4.6. Security and Performance

About Security

Pyarmor focuses on protecting Python scripts, through several irreversible obfuscation methods, Pyarmor makes sure the obfuscated scripts can’t be restored in any way.

Pyarmor provides rich options to obfuscate scripts to balance security and performance. If anyone announces they have broken pyarmor, please try a simple script with different security options, refer to Highest security and performance. If any irreversible obfuscation has been broken, report this security issue to pyarmor@163.com. Do not paste any hack link in pyarmor project.

However Pyarmor isn’t good at memory protection and anti-debug. Generally even debugger tracing binary extension pyarmor_runtime could not help to restore obfuscated scripts, but it may bypass runtime key verification.

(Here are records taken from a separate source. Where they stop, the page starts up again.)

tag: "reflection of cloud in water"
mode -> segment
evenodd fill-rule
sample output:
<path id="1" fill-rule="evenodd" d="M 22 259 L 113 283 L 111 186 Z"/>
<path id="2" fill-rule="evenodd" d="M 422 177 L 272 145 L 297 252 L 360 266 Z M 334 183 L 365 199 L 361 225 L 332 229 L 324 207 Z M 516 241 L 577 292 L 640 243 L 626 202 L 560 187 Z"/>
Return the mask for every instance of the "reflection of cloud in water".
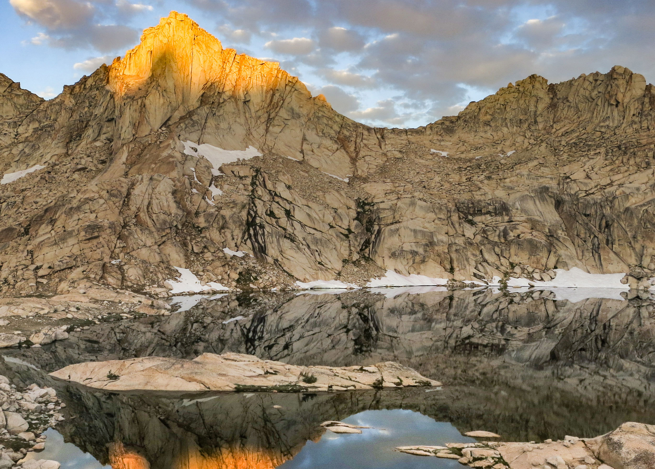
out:
<path id="1" fill-rule="evenodd" d="M 28 453 L 26 460 L 29 459 L 52 459 L 62 464 L 62 469 L 111 469 L 111 466 L 103 466 L 88 453 L 84 453 L 72 443 L 64 443 L 59 432 L 48 428 L 44 434 L 48 437 L 45 449 L 39 453 Z"/>
<path id="2" fill-rule="evenodd" d="M 451 423 L 411 410 L 365 411 L 343 419 L 362 428 L 361 434 L 326 432 L 316 443 L 307 443 L 280 469 L 441 469 L 460 466 L 457 461 L 417 458 L 394 451 L 396 446 L 443 445 L 475 441 L 463 436 Z"/>

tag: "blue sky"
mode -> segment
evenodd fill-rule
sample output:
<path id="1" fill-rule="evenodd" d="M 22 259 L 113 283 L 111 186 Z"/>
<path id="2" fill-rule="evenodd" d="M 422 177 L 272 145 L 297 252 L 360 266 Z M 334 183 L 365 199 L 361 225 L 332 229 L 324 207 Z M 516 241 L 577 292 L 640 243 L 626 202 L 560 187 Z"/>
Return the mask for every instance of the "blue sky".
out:
<path id="1" fill-rule="evenodd" d="M 655 76 L 655 2 L 631 0 L 2 0 L 0 72 L 52 98 L 171 10 L 377 126 L 425 125 L 532 73 Z"/>

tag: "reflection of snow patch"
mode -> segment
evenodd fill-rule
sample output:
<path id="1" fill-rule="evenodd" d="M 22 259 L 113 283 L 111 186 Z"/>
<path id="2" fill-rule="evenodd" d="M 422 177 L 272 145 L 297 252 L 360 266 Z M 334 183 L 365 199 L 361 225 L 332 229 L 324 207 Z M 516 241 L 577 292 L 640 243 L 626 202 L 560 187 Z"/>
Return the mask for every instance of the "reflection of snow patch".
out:
<path id="1" fill-rule="evenodd" d="M 590 298 L 607 298 L 608 299 L 618 299 L 624 301 L 621 296 L 623 291 L 627 291 L 627 288 L 567 288 L 565 287 L 536 287 L 527 288 L 521 287 L 512 288 L 510 293 L 526 293 L 527 291 L 552 291 L 555 293 L 555 299 L 558 301 L 567 300 L 571 303 L 578 303 Z M 498 292 L 499 293 L 499 292 Z"/>
<path id="2" fill-rule="evenodd" d="M 510 287 L 527 287 L 532 284 L 536 287 L 627 289 L 627 286 L 621 283 L 625 274 L 588 274 L 578 267 L 569 271 L 555 269 L 555 272 L 557 274 L 555 278 L 548 282 L 512 278 L 508 279 L 507 284 Z M 500 277 L 494 277 L 490 284 L 499 285 L 500 280 Z"/>
<path id="3" fill-rule="evenodd" d="M 233 251 L 229 248 L 223 248 L 223 252 L 230 255 L 236 255 L 237 257 L 242 257 L 248 253 L 245 251 Z"/>
<path id="4" fill-rule="evenodd" d="M 422 285 L 445 285 L 447 278 L 432 278 L 424 275 L 401 275 L 393 271 L 387 271 L 381 278 L 371 278 L 367 287 L 409 287 Z"/>
<path id="5" fill-rule="evenodd" d="M 41 164 L 37 164 L 36 166 L 32 166 L 31 168 L 29 168 L 26 170 L 16 171 L 15 173 L 7 173 L 3 176 L 2 180 L 0 180 L 0 184 L 9 184 L 10 182 L 14 182 L 14 181 L 20 179 L 26 174 L 33 173 L 35 171 L 42 170 L 44 168 L 45 168 L 45 166 L 42 166 Z"/>
<path id="6" fill-rule="evenodd" d="M 371 288 L 369 291 L 371 293 L 384 295 L 386 298 L 395 298 L 398 295 L 402 295 L 403 293 L 419 295 L 421 293 L 429 293 L 430 291 L 447 291 L 448 289 L 441 286 L 422 285 L 413 287 Z"/>
<path id="7" fill-rule="evenodd" d="M 186 293 L 187 291 L 200 293 L 200 291 L 207 291 L 212 288 L 219 290 L 229 290 L 227 287 L 224 287 L 215 282 L 210 282 L 203 286 L 200 285 L 200 281 L 198 280 L 198 277 L 188 269 L 182 269 L 175 266 L 173 266 L 173 268 L 180 273 L 180 276 L 177 280 L 166 280 L 172 286 L 170 290 L 172 293 Z"/>
<path id="8" fill-rule="evenodd" d="M 334 174 L 330 174 L 329 173 L 326 173 L 325 171 L 321 171 L 321 172 L 323 173 L 324 174 L 327 174 L 329 176 L 332 176 L 333 178 L 336 178 L 339 181 L 343 181 L 344 182 L 348 182 L 348 181 L 350 181 L 350 179 L 348 178 L 346 178 L 345 179 L 344 179 L 343 178 L 339 178 L 339 176 L 336 176 Z M 352 174 L 348 174 L 348 176 L 352 176 Z"/>
<path id="9" fill-rule="evenodd" d="M 359 288 L 354 284 L 346 284 L 339 280 L 313 280 L 312 282 L 296 282 L 299 288 L 309 290 L 312 288 Z"/>
<path id="10" fill-rule="evenodd" d="M 223 150 L 222 148 L 214 147 L 209 143 L 198 145 L 187 140 L 183 141 L 185 155 L 193 157 L 204 157 L 212 163 L 214 170 L 212 174 L 219 176 L 221 173 L 218 170 L 221 164 L 232 163 L 237 160 L 249 160 L 255 157 L 261 157 L 260 153 L 254 147 L 248 147 L 245 150 Z"/>
<path id="11" fill-rule="evenodd" d="M 170 298 L 171 306 L 179 306 L 179 309 L 176 310 L 176 312 L 188 311 L 195 307 L 203 298 L 206 298 L 206 295 L 192 295 L 191 296 L 174 296 Z"/>

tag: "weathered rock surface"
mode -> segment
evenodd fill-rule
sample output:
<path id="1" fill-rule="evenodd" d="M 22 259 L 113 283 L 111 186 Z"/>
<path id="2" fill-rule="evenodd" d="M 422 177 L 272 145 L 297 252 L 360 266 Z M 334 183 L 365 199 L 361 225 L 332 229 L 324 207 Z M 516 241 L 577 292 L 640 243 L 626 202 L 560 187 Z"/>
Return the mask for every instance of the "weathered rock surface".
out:
<path id="1" fill-rule="evenodd" d="M 654 102 L 616 66 L 531 75 L 425 127 L 371 128 L 173 12 L 49 101 L 0 75 L 0 168 L 45 166 L 2 186 L 0 281 L 159 295 L 171 266 L 242 289 L 579 267 L 648 288 Z M 212 151 L 251 145 L 260 156 L 218 175 Z"/>
<path id="2" fill-rule="evenodd" d="M 144 357 L 81 363 L 50 375 L 91 388 L 124 391 L 343 391 L 441 385 L 393 362 L 367 367 L 304 367 L 235 353 L 205 353 L 193 360 Z"/>
<path id="3" fill-rule="evenodd" d="M 453 459 L 457 456 L 461 464 L 473 468 L 646 469 L 653 467 L 655 461 L 655 427 L 626 422 L 616 430 L 595 438 L 567 436 L 563 440 L 546 440 L 543 443 L 487 441 L 449 443 L 446 446 L 447 449 L 403 446 L 396 448 L 396 451 L 420 456 Z"/>
<path id="4" fill-rule="evenodd" d="M 655 425 L 626 422 L 586 443 L 594 456 L 614 469 L 655 467 Z"/>

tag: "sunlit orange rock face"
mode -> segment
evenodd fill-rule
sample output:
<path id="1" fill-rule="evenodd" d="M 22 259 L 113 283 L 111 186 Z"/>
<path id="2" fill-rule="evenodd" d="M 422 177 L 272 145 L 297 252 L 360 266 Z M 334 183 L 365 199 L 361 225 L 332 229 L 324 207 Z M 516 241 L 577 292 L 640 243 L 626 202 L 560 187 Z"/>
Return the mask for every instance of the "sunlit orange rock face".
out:
<path id="1" fill-rule="evenodd" d="M 290 88 L 306 100 L 311 97 L 298 79 L 280 69 L 278 64 L 224 49 L 218 39 L 176 12 L 145 29 L 141 43 L 114 61 L 109 82 L 122 107 L 119 115 L 126 117 L 121 122 L 123 138 L 132 132 L 143 136 L 166 121 L 178 121 L 197 108 L 207 92 L 221 93 L 221 99 L 251 102 L 255 109 L 276 90 Z M 142 96 L 143 93 L 147 96 Z M 126 120 L 134 111 L 141 118 L 136 128 Z"/>
<path id="2" fill-rule="evenodd" d="M 373 129 L 341 115 L 324 96 L 312 97 L 278 63 L 224 49 L 176 12 L 144 31 L 141 43 L 113 62 L 108 88 L 116 153 L 169 126 L 175 136 L 168 147 L 187 140 L 229 149 L 252 145 L 341 178 L 355 174 L 360 153 L 380 153 Z M 135 170 L 143 172 L 161 153 L 151 152 Z"/>

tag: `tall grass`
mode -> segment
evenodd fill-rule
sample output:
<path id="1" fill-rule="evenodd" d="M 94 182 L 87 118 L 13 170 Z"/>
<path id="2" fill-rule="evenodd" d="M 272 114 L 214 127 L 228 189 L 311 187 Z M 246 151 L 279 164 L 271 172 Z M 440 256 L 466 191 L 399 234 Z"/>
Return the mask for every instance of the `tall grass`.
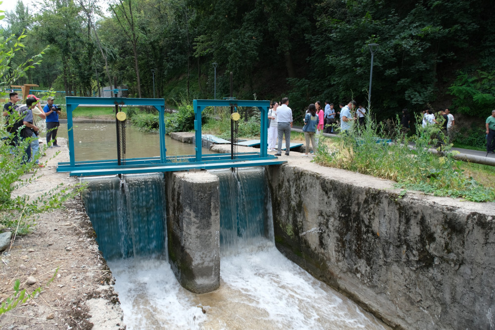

If you care about runtime memory data protection and anti-debug, check Protecting Runtime Memory Data

About Performance

Though the highest security could protect Python scripts from any hack method, it may reduce performance. In most cases, we need to pick the right options to balance security and performance.

Here we test some options to understand their impact on performance. All the following tests use 2 scripts benchmark.py and testben.py. Note that the test results are different even run the same test script in the same machine twice, not speak of different test scripts in different machines. So the test data in these tables are only guidelines, not exact.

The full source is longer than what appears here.